I'm doing some time matching but it takes too much time.

Example i have

TABLE aaa

id | emp_id|shift_in               | shift_out             | actual_timein | actual_timout 
1  | 123   | "2014-10-11 01:00:00" | "2014-10-11 01:00:00" | null          | null

TABLE bbb status 0=out : 1=in

id| emp_id | status | timelog | 
1 | 123    | 1      |  "2014-10-11 01:03:00"
2 | 123    | 1      |  "2014-10-11 00:48:00"
3 | 123    | 1      |  "2014-10-10 21:14:00"
4 | 123    | 1      |  "2014-10-10 23:47:00"
1 | 123    | 1      |  "2014-10-11 08:01:00"
1 | 123    | 1      |  "2014-10-11 08:02:00"
1 | 123    | 1      |  "2014-10-11 08:03:00"

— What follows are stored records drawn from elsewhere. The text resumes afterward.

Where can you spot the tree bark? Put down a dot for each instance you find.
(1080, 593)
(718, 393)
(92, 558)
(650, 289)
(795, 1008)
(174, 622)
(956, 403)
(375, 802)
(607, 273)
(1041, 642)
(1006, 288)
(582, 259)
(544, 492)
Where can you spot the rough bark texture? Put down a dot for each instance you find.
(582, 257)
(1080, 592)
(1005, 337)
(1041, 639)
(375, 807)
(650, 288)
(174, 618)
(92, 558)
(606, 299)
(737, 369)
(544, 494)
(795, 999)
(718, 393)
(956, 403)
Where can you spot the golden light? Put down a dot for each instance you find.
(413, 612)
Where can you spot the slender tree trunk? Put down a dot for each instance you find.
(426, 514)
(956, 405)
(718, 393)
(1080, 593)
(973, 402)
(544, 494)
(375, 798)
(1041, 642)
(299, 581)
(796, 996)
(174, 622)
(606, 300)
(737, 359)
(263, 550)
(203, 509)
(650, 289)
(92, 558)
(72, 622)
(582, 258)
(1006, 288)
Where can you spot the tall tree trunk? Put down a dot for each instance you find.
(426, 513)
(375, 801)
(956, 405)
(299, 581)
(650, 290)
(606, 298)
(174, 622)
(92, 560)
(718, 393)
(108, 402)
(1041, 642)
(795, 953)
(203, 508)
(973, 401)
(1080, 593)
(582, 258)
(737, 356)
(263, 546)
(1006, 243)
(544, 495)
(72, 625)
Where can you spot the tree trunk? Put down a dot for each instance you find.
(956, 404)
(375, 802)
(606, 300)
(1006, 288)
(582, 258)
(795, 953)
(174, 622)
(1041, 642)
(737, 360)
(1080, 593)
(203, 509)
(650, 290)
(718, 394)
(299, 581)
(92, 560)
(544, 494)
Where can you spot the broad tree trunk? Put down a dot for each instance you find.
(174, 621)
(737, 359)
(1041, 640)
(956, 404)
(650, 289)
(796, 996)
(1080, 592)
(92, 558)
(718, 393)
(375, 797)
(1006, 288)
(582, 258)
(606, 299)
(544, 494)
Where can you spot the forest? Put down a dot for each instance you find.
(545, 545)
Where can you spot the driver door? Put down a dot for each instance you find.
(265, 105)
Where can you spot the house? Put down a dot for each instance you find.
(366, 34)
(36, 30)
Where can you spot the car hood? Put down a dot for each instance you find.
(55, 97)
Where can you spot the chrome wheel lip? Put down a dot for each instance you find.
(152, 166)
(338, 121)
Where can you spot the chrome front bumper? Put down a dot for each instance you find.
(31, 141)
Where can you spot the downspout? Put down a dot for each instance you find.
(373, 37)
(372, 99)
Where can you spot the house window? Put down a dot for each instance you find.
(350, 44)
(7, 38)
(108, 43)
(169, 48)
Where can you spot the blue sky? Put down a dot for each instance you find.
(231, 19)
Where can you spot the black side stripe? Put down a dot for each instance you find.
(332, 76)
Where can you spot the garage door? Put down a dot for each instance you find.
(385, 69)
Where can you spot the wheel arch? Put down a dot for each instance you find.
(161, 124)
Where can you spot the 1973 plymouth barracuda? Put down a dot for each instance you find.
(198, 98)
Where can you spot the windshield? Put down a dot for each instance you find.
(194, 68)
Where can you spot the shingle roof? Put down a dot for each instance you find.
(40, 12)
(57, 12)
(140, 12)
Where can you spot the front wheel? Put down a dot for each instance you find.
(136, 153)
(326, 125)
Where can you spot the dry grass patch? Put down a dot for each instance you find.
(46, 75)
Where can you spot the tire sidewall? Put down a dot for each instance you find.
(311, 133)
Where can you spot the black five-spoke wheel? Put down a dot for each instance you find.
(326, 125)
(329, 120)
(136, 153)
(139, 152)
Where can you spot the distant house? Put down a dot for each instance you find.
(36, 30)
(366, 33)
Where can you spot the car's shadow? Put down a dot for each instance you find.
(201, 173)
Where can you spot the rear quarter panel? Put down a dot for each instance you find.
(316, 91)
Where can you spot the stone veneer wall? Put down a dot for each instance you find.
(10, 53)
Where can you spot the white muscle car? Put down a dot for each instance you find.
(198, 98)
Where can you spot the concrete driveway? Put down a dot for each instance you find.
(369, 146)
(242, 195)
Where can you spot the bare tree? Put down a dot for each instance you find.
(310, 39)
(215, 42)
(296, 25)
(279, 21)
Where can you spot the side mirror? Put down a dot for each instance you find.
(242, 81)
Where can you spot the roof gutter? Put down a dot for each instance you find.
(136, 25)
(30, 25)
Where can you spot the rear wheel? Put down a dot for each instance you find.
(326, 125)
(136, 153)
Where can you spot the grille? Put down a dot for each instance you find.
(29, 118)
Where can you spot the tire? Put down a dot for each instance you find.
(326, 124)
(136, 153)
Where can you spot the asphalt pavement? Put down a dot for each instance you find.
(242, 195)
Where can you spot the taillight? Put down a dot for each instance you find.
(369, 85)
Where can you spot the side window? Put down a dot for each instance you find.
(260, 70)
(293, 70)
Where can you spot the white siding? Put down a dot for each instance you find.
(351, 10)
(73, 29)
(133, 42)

what im doing is updating the table bbb
actual_timein first then another statement for actual_timeout

UPDATE aaa c
  INNER JOIN(
      select *, MIN(time_log) as my_time from aaa w
         inner join bbb b on b.emp_id = a.emp_id and status = 1
and time_log < shift_in and TIME_TO_SEC(TIMEDIFF(a.shift_in, b.time_log))/3600  < 2
where b.timelog between '2014-10-01' and  '2014-10-31'
group by a.emp_id order by b.timelog asc
    ) d on d.emp_id = c.emp_id 
set c.actual_timein = d.my_time

assuming that the code works :) ....
any other way to do this?
if i have 200 employee it will have 3000 in table aaa per 15days with schedule 200*15
thanks...

Upvotes: 1

Views: 92

Answers (1)

Gordon Linoff
Gordon Linoff

Reputation: 1270553

This is your query:

UPDATE aaa c INNER JOIN
       (select *, MIN(time_log) as my_time
        from aaa w inner join
             bbb b
             on b.emp_id = a.emp_id and b.status = 1 and time_log < shift_in and 
                TIME_TO_SEC(TIMEDIFF(a.shift_in, b.time_log))/3600  < 2
        where b.timelog between '2014-10-01' and '2014-10-31'
        group by a.emp_id
        order by b.timelog asc
      ) d
      on d.emp_id = c.emp_id 
    set c.actual_timein = d.my_time;

Initial observations: the * is unnecessary (and unwise in an aggregation query). The order by is unnecessary. So, try this version:

UPDATE aaa c INNER JOIN
       (select a.emp_id MIN(time_log) as my_time
        from aaa w inner join
             bbb b
             on b.emp_id = a.emp_id and b.status = 1 and b.time_log < shift_in and 
                TIME_TO_SEC(TIMEDIFF(a.shift_in, b.time_log))/3600  < 2
        where b.timelog between '2014-10-01' and '2014-10-31'
        group by a.emp_id
      ) d
      on d.emp_id = c.emp_id 
    set c.actual_timein = d.my_time;

Second, indexes can probably help. I would suggest bbb(status, time_log, emp_id) for the inner query.